DPR Ingin 100 Persen Pengangkutan Haji Pakai Garuda

Laporan dari Arab Saudi

DPR Ingin 100 Persen Pengangkutan Haji Pakai Garuda

- detikNews
Sabtu, 06 Nov 2010 11:46 WIB
 DPR Ingin 100 Persen Pengangkutan Haji Pakai Garuda
Jakarta - Komisi VIII DPR memiliki tiga rekomendasi terhadap pelaksanaan ibadah haji tahun 2010. Salah satunya DPR merekomendasikan agar pengangkutan jamaah haji 100 persen menggunakan maskapai Garuda Indonesia Airlines.

"Kalau kita bisa pakai Garuda 100 persen, kenapa tidak?" kata Wakil Ketua Komisi VIII DPR, Chairunnisa, usai melakukan pertemuan dengan Kepala Daerah Kerja Madinah Subakin Abdul Muthalib di Kantor Haji Indonesia Madinah, Jumat (5/11/2010). Chairunnisa juga menjabat sebagai ketua delegasi tim pengawasan haji yang melakukan pemantauan di Tanah Suci.

Usul pengangkutan jamaah 100 persen dengan Garuda terkait seringnya Saudi Arabian Airlines terlambat memberangkatkan jamaah. Selama gelombang I pemberangkatan haji, Saudi Arabian telah lima kali delay dalam waktu yang sangat lama bahkan ada yang sampai 12 jam.

SCROLL TO CONTINUE WITH CONTENT

Keterlambatan yang dilakukan Saudi Airlines, dinilai sangat merugikan jamaah dan mempengaruhi penempatan jamaah haji di Madinah.

Selain penerbangan, Komisi VIII DPR mempunyai dua rekomendasi lainnya soal majmuah (konsorsium pengusaha hotel) dan katering.

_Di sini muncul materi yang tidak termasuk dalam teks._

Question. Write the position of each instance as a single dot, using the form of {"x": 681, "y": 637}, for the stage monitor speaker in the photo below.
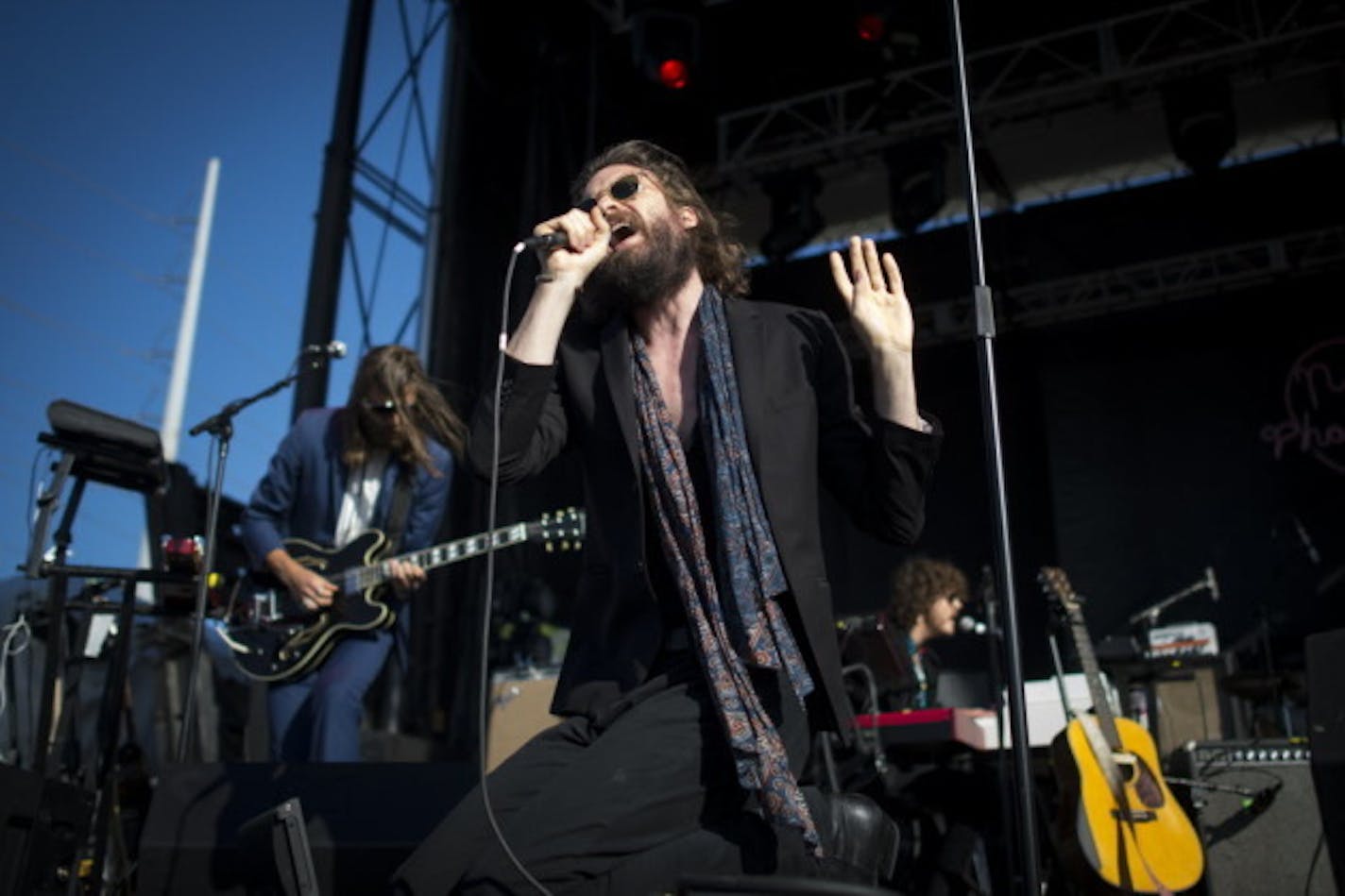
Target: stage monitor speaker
{"x": 1188, "y": 708}
{"x": 43, "y": 825}
{"x": 1325, "y": 654}
{"x": 1261, "y": 828}
{"x": 361, "y": 820}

Dari pengawasan yang dilakukan Komisi VIII, diketahui ada majmuah yang tidak menempatkan jamaah sesuai jadwal waktunya sehingga mengakibatkan jamaah terlantar berjam-jam di bandara dan terminal Madinah.

"Kita rekomendasikan ya tahun depan majmuah tersebut jangan dipakai lagi," kata Chairunnisa.

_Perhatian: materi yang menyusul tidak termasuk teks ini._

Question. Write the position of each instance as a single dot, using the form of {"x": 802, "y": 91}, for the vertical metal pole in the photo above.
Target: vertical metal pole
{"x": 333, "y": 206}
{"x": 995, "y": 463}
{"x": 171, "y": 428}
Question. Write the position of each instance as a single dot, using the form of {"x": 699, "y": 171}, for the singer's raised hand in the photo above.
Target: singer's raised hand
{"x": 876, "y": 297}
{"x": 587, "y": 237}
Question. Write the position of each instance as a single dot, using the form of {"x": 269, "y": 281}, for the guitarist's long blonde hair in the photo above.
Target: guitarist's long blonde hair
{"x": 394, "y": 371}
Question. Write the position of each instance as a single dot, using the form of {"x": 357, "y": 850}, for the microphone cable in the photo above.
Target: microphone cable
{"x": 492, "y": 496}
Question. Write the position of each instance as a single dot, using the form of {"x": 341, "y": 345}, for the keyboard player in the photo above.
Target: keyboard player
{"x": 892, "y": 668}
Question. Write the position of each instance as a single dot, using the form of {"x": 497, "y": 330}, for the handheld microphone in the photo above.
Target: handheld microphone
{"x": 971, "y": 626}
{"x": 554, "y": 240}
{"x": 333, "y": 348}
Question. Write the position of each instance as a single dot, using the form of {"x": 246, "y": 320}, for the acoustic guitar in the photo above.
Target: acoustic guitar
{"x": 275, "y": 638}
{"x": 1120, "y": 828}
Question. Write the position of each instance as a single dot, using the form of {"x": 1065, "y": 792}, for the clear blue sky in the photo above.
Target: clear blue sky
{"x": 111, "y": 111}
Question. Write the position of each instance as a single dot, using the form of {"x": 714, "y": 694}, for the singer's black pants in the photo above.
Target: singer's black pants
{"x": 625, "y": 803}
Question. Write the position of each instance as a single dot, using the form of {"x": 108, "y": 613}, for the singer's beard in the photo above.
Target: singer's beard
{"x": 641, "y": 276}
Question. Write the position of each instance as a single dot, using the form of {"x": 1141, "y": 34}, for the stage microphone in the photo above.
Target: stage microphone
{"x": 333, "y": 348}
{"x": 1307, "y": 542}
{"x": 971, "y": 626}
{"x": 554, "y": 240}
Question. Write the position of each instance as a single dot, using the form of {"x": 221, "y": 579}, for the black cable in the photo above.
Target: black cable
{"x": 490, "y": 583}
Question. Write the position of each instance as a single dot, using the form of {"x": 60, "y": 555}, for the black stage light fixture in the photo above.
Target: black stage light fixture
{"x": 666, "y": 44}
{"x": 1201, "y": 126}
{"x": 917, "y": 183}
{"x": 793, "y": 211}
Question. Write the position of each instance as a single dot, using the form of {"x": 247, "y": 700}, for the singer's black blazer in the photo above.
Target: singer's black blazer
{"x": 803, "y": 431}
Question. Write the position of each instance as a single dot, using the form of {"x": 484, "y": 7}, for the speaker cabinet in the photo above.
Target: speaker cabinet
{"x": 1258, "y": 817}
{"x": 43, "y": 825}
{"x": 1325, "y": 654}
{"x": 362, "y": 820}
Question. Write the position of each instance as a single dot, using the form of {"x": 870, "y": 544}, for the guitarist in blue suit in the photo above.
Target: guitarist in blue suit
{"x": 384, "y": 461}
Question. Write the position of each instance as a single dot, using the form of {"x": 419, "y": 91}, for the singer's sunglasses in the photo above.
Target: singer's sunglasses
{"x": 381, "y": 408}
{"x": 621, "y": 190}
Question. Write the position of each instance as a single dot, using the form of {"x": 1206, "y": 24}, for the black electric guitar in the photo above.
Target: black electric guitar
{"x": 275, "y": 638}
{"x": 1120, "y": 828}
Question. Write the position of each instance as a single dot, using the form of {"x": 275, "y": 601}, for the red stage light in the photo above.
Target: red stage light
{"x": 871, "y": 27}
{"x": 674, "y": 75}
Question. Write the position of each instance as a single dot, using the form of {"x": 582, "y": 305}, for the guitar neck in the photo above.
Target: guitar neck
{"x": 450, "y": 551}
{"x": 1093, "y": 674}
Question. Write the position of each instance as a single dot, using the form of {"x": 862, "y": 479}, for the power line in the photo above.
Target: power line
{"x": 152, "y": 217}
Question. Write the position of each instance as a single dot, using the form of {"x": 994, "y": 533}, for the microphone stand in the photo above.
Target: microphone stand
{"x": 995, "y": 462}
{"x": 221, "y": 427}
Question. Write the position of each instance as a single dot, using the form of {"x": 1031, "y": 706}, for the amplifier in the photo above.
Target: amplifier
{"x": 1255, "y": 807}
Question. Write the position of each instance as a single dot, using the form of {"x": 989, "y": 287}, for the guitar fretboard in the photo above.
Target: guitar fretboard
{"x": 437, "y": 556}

Masalah katering yang menyebabkan sekitar 100 jamaah diare, Komisi VIII merekomendasikan agar dilakukan evaluasi. "Nanti setelah selesai haji, kita evaluasi agar ada reward and punishment terhadap katering tersebut," ujar politisi Golkar tersebut.

Tanggapan Miring

Chairunnisa pada kesempatan itu juga menyatakan Komisi VIII DPR memiliki niat baik dalam melakukan tugas pengawasan pelaksanaan ibadah haji. Bila ada tanggapan miring, masyarakat dipersilakan saja menilainya.

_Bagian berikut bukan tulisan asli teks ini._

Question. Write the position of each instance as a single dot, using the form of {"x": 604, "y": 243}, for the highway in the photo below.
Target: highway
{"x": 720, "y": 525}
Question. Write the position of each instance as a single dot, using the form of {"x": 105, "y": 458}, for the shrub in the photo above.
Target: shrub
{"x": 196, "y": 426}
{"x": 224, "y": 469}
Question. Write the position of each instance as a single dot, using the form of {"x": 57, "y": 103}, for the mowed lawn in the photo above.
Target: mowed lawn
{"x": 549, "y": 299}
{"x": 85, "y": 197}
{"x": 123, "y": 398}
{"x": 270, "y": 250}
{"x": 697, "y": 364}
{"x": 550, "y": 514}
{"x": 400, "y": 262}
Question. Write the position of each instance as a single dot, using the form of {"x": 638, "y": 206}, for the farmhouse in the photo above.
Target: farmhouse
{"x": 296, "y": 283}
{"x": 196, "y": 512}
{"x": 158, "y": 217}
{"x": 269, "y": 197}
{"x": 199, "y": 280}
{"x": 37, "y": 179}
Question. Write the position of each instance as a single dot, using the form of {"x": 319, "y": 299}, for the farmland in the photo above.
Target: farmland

"Tanggapan miring itu ya bagaimana ya? Ya itu hak orang menanggapinya. Tapi kami memang niat lillahitaala, tidak ada niat yang lain. Kami ke sini sesuai fungsi dan tugas kami sebagai anggota DPR," jelas Chairunnisa.

Kunjungan anggota Komisi VIII ke tanah suci menuai kritik dan tanggapan miring karena membawa serta anggota keluarga seperti suami, istri atau adik. DPR juga dinilai tidak memiliki empati sosial karena tidak memprioritaskan kegiatan di tanah air terlebih dengan banyaknya bencana.